Sunday, April 30, 2017


Open Water
April 25 2017


The first canoe
was on the lake
before the ice was out.

But until the boat cleared the point
I couldn't be sure
those were voices I heard,
chitchatting
so unnaturally loud,
broadcast
from who-knows-where.

How sound carries
on open water.
Where the ice
wind-driven, and dull with slush
was nicely off shore.

I was shocked
by its glossy paint,
fire-engine red
against the water's grey chop,
the drab tufts of grass
and low leafless shrubs,
the dark jumble of rocks
half-submerged.
3 brightly dressed bodies, in a tippy boat,
its gunwales barely clearing
the lethal cold.

How hungry we must be
for sun, and open water
after winter's long hard slog.
Like starving prisoners
stumbling from our frigid cells
into unaccustomed light,
blinking, and rubbing our eyes.

They paddled lazily
zig-zagging along the shore,
not fishing
or racing
or out to explore;
a convivial boat ride
on the first warm day.

As if oblivious
to instant death
mere inches away.




It had been forever since we'd been down to the beach. (I use “beach” in its broadest sense. If you're picturing a manicured spread of tropical sand, think again!) I wanted to see how the break-up was coming along, and if there was enough open water for the dogs to swim.

Could those be voices? Could they be coming from the woods, across the narrows? No, it couldn't be: was someone actually out canoeing, in this lethally cold water? I looked hard, before I saw them, appearing from just behind the point and heading this way.

I would never be out in a boat, this time of year. My reaction was admiration and envy, mixed with pity at doing something so dangerously naive.

Now a few comments about some of the choices I made.

I was very surprised to find myself writing “nicely out from shore”. I've always regarded “nice” as a weasel word: too wishy-washy for poetry.

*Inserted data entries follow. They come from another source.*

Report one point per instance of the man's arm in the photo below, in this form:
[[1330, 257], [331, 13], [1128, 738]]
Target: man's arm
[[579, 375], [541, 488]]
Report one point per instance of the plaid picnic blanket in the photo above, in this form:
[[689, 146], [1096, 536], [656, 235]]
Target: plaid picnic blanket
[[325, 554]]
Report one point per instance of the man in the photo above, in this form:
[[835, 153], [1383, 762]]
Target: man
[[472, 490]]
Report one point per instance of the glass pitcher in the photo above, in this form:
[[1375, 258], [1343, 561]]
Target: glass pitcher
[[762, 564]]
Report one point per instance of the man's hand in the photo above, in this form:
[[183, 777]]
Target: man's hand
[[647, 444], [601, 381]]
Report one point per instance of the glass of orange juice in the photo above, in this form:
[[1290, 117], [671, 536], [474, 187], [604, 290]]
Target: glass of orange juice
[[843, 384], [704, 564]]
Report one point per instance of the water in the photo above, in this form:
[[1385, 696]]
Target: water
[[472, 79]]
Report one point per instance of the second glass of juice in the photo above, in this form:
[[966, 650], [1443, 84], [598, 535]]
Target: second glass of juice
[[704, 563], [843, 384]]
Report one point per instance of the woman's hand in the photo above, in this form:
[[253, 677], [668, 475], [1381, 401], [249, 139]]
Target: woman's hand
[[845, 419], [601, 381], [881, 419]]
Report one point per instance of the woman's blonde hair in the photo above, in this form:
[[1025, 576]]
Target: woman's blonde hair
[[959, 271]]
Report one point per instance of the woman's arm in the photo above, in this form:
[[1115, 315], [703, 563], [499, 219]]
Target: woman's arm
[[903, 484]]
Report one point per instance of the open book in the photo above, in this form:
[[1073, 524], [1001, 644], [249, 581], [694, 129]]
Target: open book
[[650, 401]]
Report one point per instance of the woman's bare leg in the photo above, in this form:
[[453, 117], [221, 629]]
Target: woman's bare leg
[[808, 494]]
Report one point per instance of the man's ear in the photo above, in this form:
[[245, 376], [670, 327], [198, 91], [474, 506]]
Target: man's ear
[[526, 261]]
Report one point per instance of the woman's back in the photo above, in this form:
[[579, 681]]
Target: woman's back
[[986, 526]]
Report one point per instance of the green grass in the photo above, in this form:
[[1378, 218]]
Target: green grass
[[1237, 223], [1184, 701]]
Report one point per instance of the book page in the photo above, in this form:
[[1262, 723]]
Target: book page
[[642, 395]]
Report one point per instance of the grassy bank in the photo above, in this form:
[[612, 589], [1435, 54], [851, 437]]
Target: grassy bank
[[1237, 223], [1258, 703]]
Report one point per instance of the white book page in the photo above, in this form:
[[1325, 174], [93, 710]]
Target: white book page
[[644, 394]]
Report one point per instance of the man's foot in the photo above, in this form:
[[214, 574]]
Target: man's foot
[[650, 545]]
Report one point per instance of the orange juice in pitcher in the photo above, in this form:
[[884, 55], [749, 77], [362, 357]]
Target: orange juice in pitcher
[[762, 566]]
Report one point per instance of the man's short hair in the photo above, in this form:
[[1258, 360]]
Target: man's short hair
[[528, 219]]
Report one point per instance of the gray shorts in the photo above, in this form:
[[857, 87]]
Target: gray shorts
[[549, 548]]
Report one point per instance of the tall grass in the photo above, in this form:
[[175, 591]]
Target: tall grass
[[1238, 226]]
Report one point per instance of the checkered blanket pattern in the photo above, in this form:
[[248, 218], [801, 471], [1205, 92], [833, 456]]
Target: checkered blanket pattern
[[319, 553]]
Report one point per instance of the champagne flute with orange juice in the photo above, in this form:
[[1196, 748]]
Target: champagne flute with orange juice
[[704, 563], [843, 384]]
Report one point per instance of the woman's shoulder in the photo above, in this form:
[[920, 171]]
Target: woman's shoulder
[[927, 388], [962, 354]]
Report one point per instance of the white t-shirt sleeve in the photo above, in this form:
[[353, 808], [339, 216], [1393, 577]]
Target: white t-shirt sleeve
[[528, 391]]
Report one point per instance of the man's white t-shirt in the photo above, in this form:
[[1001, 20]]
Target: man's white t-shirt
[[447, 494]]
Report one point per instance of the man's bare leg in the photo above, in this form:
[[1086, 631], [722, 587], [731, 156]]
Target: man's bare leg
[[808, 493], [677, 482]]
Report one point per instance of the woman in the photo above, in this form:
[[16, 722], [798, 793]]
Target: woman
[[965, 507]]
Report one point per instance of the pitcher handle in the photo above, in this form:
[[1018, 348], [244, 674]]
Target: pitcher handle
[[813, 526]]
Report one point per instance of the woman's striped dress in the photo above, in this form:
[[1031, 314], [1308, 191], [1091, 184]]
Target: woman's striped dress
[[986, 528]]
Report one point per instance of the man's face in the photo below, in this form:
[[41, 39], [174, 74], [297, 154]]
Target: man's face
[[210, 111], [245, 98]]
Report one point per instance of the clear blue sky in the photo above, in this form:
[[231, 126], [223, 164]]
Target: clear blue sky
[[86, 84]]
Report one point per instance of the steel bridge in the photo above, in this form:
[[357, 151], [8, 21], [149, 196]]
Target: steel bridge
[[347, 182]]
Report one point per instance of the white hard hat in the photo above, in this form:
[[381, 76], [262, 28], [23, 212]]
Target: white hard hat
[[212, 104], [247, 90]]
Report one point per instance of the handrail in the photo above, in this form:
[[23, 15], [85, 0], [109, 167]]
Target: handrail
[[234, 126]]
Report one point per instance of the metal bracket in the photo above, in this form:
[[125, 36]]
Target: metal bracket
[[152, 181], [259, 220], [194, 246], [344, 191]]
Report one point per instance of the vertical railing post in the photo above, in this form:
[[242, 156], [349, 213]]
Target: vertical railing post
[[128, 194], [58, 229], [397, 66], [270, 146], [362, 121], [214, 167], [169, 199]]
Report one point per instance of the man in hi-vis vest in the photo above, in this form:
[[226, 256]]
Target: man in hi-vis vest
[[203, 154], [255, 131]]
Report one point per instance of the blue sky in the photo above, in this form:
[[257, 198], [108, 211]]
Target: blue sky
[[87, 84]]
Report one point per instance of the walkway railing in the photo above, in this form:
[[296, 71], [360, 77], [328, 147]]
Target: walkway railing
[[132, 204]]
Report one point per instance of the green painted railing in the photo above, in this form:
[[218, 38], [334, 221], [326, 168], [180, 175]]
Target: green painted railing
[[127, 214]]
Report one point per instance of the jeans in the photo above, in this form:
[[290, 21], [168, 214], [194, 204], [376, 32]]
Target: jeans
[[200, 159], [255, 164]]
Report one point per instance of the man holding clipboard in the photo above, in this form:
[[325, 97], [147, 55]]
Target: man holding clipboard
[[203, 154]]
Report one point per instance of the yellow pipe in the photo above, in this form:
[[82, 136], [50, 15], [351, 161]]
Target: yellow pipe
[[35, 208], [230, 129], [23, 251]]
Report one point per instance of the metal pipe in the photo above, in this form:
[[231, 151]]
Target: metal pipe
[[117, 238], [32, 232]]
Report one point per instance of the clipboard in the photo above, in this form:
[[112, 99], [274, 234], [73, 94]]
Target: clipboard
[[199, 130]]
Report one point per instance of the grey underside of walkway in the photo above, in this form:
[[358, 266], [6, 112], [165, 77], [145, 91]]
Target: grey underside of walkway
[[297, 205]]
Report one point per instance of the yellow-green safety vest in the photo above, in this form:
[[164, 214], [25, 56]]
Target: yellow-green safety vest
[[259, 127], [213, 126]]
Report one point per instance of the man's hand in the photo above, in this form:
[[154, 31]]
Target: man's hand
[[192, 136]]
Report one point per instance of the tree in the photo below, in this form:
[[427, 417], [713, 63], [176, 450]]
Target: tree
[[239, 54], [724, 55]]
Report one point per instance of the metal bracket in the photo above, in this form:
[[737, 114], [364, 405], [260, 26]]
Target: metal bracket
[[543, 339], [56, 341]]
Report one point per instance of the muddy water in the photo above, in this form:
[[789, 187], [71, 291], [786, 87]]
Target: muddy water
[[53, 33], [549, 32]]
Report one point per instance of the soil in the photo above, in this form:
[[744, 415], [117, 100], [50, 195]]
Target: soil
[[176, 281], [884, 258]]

And then to use the adverb – my least favourite part of speech -- no less! But something about it works here. Perhaps this is nothing more than the simple resonance between “ice” and “nicely”. Or maybe it's the implication that the open water was just inviting enough.

Gunwales” can also be “gunnels”. But I prefer the traditional nautical spelling. Which is OK, as long as this isn't an unfamiliar spelling that the reader then sounds out literally.

I'm pleased with “fire engine red”. It not only captures the startling contrast in colour, it conveys a sense of emergency: a telling bit of foreshadowing that makes sense with the final stanza.